One of the characteristics that unites the diverse Mesoamerican cultures is the pantheon of gods within their worldview. Among the gods who created the cosmos, the terrestrial world, and the underworld, there is the feathered serpent, known as “Quetzalcoatl” for the Nahuas, “Kukulkán” for the Yucatecan Maya, and “Gucumatz” for the Quiché Maya. It was precisely this god to whom it was attributed that there was no immediate conquest in Maya territory – at the moment of contact with the Europeans in the 16th century – as there was in central México with the Aztecs.
The Mexican oral tradition tells that during the violent conflicts that resulted in the Spanish conquest in CentralMéxico, the god Tezcatlipoca humiliated Quetzalcoatl, causing him to flee from that region. In Yucatán we have the Chilam Balam books, a series of Maya writings whose title is the name of one of their prophets, followed by his place of origin. In the Chilam Balam de Chumayel, you can read about the arrival of Kukulkán to Yucatán, coinciding with the dates that the Mexica traditions mention the exit of Quetzalcoatl to the east.
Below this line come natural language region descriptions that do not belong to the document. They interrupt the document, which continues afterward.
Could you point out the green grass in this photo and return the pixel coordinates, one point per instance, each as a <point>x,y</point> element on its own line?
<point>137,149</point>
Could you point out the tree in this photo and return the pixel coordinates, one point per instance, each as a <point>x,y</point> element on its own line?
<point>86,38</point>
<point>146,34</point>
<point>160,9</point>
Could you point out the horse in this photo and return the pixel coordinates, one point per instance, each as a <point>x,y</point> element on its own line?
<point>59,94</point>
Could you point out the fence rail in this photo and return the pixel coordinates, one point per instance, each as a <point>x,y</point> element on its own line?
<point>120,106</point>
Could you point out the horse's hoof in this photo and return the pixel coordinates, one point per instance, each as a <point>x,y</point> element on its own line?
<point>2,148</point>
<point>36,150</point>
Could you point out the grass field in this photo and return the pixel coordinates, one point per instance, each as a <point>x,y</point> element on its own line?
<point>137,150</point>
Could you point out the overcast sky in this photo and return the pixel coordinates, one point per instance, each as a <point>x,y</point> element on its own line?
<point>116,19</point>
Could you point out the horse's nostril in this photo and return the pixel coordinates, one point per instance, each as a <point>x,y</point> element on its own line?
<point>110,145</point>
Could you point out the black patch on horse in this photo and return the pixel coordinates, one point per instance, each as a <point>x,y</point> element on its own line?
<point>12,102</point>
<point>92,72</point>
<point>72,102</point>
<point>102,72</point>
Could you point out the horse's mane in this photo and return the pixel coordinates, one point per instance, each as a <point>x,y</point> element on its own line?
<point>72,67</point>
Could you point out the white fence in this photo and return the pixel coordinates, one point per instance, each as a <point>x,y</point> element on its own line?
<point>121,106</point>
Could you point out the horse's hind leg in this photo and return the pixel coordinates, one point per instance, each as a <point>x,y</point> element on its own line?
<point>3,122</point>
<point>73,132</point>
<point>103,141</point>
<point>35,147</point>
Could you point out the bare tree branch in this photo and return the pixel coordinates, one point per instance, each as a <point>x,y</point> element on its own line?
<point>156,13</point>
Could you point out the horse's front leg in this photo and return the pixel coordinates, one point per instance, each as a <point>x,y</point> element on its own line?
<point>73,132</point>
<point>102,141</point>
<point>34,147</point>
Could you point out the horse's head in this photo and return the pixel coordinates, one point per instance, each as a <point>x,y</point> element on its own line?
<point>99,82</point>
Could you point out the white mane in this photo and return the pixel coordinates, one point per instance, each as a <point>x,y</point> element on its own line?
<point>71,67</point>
When the god arrived to the Peninsula, the Xiu families from Uxmal and the Puuc Route, and the Itzaes families from Chichén Itzá, lived in disagreement and were always fighting among themselves. Kukulkán warned both regions about the arrival of the Europeans to the center of México and the need to create an alliance. The families decided to abandon their cities and, together, to found the city of Mayapán: a walled city, with around 40 cenotes, where its approximately 10-12,000 inhabitants built pyramidal structures similar to the architectural design of Uxmal and Chichén Itzá in a smaller scale, as can be seen at the Templo a Kukulkán. La Relación de las Cosas de Yucatán by Friar Diego de Landa in the 16th century explains that after the founding of Mayapán, Kukulkán chose the head of the Cocom family to be the new leader of the consolidation of the Maya people.
Although the historical sources, archaeological data, and legends don’t always concur with the dating and chronology of the sites, it’s noticeable that in the Maya region the conquest was not at the first moment of the Spanish arrival. And although there was, eventually, a rebellion against the Spanish, the Maya continue to speak their own language, and their traditions, beliefs, and worldview stand. Mayapán is a site worth visiting for its importance in the history of the Maya culture and the union generated by Kukulkán.